Mico Preto é uma telenovela brasileira produzida e exibida no horário das 19 horas pela Rede Globo entre 7 de maio e 30 de novembro de 1990, em 179 capítulos, substituindo Top Model e sendo substituída por Lua Cheia de Amor. Foi a 43ª "novela das sete" exibida pela emissora.

Foi escrita por Euclydes Marinho, Leonor Bassères e Marcílio Moraes com a colaboração de Dulce Bressane. Teve direção de produção de Carlos Henrique de Cerqueira Leite, supervisão de Daniel Filho, direção executiva de Paulo Ubiratan e direção de Denis Carvalho e Denise Saraceni e direção geral de Denis Carvalho.

A trama apresenta Luis Gustavo, Louise Cardoso, Miguel Falabella, Tato Gabus Mendes, Mauro Mendonça, Eva Wilma, Yara Cortes,Bia Seidl José Wilker e Glória Pires nos papéis centrais.

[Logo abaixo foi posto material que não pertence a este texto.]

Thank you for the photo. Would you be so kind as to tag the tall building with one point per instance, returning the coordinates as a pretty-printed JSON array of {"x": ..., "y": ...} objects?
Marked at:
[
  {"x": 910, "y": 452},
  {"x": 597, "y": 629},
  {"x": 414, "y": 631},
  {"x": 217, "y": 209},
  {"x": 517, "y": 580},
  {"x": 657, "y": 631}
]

Enredo[editar | editar código-fonte]

A milionária Áurea Menezes Garcia (Márcia Real) anuncia aos três filhos, Zé Luís (Miguel Falabella), Adolfo (Tato Gabus Mendes) e Frederico (José Wilker), o seu casamento com o jovem Astor (Marcos Frota). Logo a empresária desaparece, deixando como seu procurador geral o funcionário público Firmino do Espírito Santo (Luis Gustavo), desconhecido de todos.

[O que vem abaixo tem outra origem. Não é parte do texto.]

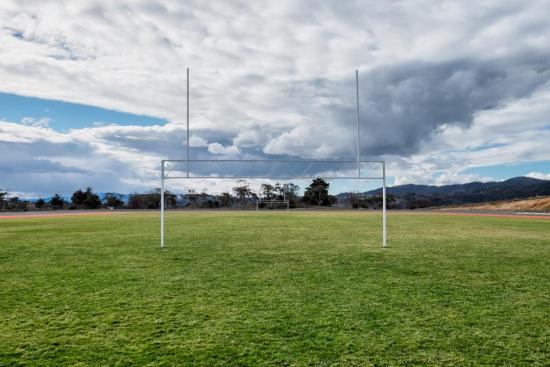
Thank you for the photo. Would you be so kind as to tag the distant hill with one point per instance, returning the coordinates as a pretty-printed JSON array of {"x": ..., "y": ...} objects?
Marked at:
[{"x": 420, "y": 196}]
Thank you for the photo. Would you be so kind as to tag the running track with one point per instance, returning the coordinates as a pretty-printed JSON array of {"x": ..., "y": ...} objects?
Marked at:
[{"x": 29, "y": 215}]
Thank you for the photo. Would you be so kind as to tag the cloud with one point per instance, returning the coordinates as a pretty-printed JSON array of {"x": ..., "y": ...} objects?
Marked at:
[
  {"x": 216, "y": 148},
  {"x": 197, "y": 142},
  {"x": 41, "y": 122}
]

Firmino é um homem honesto e sem ambições. Tem bom caráter, mas, em sua vida, tudo dá errado. De uma hora para outra, ele passa a ter enorme poder nas mãos, assume a direção das empresas de Áurea e tem que lidar com seus três ambiciosos filhos.

A partir daí, a trama une os mundos distintos de Áurea e Firmino, cuja noiva, Sarita (Glória Pires), uma trapaceira que segue os passos da mãe, a sensual Erotildes (Geórgia Gomide), e do padrasto, Caroço (Elias Gleizer), é contratada para se casar com o deputado José Maria (Marcelo Picchi), solteirão e candidato a governador, que mantinha um discreto namoro com Zé Luís. Firmino, por sua vez, irá se envolver amorosamente com Cláudia (Louise Cardoso), a simpática noiva de Frederico, sem falar que ainda ressurge o malandro Arnaldo (Miguel Falabella), o irmão gêmeo de de Zé Luís.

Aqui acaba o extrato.